Es wäre natürlich viel schöner gewesen, wenn Matthias Sammer verraten hätte, dass er dem Trainer Jupp Heynckes künftig die Aufstellung diktiert. Ein Fest wäre es auch gewesen, wenn Mario Mandzukic angekündigt hätte, dass er Mario Gomez verdrängt, weil er eh viel besser ist als der. Anschließend hätte Sammer die Verpflichtung von Messi bekannt geben können, und zum Schluss hätte Mandzukic vielleicht noch über seine Zeit in Wolfsburg und über Trainer Felix Magath gelästert.

Pressekonferenzen könnten so einfach sein. Aber in Wirklichkeit sind sie leider furchtbar kompliziert. In Wirklichkeit sagte Matthias Sammer: "Ich bin überhaupt nicht bereit, mich über Spielsystem oder Taktik zu äußern." Der FC Bayern habe "einen erstklassigen Trainer, und damit das noch mal klar ist: Wir haben hier eine klare Aufgaben-Verteilung."

Und Mario Mandzukic sagte, er wolle in München "Teil einer erfolgreichen Mannschaft sein", und da könne es passieren, dass er "auch mal auf der Bank" sitze, aber auch dafür sei er bereit. Allerdings: Er habe sich bisher "noch überall durchgesetzt, und ich bin überzeugt, dass ich das auch bei Bayern schaffen werde".

Es gab auch kämpferische Momente bei jenem Termin, den der FC Bayern am Freitag zur Präsentation des neuen Stürmers Mario Mandzukic anberaumt hatte. Es gab Momente, in denen ein paar kleine Wahrheitsfenster aufgingen, hinter denen man jene Wirklichkeit erkennen konnte, die ansonsten selten öffentlich verhandelt wird. Einmal sagte Mandzukic, er sei ein Stürmer, "der gerne den Ball hat, der gerne mitspielt", er sei "ein anderer Typ Angreifer". Er meinte natürlich: als Mario Gomez.

Der Kroate Mandzukic, 26, ist der erste EM-Teilnehmer, der sich im Trainingsbetrieb des FC Bayern zurückgemeldet hat, an diesem Wochenende folgen der Niederländer Arjen Robben und der Ukrainer Anatoli Timoschtschuk, den Matthias Sammer schon kenntnisreich "Timo" nennt. Sie alle werden am Sonntag mit ins Trainingslager an den Gardasee aufbrechen, inklusive Matthias Sammer, den hier noch niemand "Mattes" nennt.

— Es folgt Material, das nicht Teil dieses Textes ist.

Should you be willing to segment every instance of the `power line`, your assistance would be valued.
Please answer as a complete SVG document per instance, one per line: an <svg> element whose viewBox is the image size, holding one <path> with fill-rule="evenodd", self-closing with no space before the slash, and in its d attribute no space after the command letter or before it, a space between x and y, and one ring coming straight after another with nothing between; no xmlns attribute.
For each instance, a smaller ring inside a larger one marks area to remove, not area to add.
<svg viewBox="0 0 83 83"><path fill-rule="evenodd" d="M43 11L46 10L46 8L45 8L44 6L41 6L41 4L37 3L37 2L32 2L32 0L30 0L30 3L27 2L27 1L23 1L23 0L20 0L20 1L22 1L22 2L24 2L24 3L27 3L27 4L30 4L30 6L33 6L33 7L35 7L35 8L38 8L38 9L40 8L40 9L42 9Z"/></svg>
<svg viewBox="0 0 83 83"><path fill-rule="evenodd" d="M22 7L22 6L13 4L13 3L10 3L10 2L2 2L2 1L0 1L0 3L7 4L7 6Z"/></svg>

Sammer ist das, als was er eingekauft wurde, eine Respektsperson, und zu einer Respektsperson gehört es auch, kuriose Termine wie jenen am Freitag zu bewältigen. Sammer weiß, dass zurzeit alle immer etwas Großes von ihm wissen wollen, aber er weiß auch, dass er im Moment nichts Großes zu verkünden hat.

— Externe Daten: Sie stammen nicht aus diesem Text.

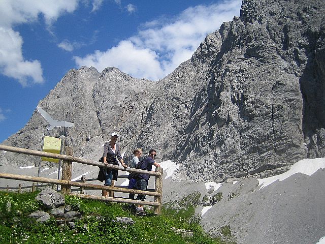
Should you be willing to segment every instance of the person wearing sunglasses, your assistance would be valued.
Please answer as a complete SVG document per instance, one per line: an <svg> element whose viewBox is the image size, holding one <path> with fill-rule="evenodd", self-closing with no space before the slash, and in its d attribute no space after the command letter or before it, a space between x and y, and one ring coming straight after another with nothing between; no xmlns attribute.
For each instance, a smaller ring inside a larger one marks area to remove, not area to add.
<svg viewBox="0 0 325 244"><path fill-rule="evenodd" d="M140 159L142 156L142 149L141 148L136 149L133 151L133 155L134 155L134 157L131 160L128 166L130 168L136 168L136 165L139 162ZM127 188L129 189L137 190L137 179L135 179L132 177L132 175L131 174L128 175L127 178L128 179L128 186L127 187ZM129 193L128 194L128 199L132 200L134 199L134 193ZM131 204L129 206L131 207L135 208L135 206L133 204Z"/></svg>
<svg viewBox="0 0 325 244"><path fill-rule="evenodd" d="M140 166L141 169L144 169L148 171L151 171L152 165L159 167L160 166L155 161L155 158L157 155L157 151L154 149L151 149L149 151L149 156L144 159L143 163ZM150 175L146 174L140 174L137 179L137 189L141 191L147 191L148 187L148 181L150 178ZM136 200L144 201L146 196L145 195L139 194L137 197ZM144 216L146 213L143 209L143 205L139 204L136 207L136 213L138 215Z"/></svg>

Sein Job am Freitag war es nur, als neuer Vorgesetzter einen neuen Spieler willkommen zu heißen, mit dessen Verpflichtung er im Grunde nichts zu tun hat, weil sie vor seiner Zeit dingfest gemacht wurde. "Informiert" sei er über den Transfer gewesen, räumte Sammer immerhin ein und ließ erkennen, dass ihm der Spielertyp Mandzukic ("internationales Format") zusagt.

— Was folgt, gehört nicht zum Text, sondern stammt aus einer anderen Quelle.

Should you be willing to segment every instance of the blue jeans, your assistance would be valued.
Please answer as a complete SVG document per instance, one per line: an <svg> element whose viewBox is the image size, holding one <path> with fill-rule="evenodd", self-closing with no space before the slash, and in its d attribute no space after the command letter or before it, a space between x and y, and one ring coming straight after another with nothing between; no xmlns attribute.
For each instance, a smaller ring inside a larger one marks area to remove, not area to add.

Mit etwas Abstand werde er sich "in gewohnter Deutlichkeit zu gewissen Dingen äußern", tröstete Sammer am Freitag all jene, die feurige Reden, markige Ankündigungen oder fulminante Abrechnungen erhofft hatten. Zu erwarten ist, dass Sammer im Trainingscamp am Gardasee eine Art Regierungserklärung unters Volk bringen wird, aber das Gute an Matthias Sammer ist, dass er Matthias Sammer ist.

Er kann sich manchmal nicht zurückhalten. Manchmal fängt er ein Statement leise und defensiv an, und dann steigert er sich so sehr in seine Leidenschaft hinein, dass er lauter und offensiver wird.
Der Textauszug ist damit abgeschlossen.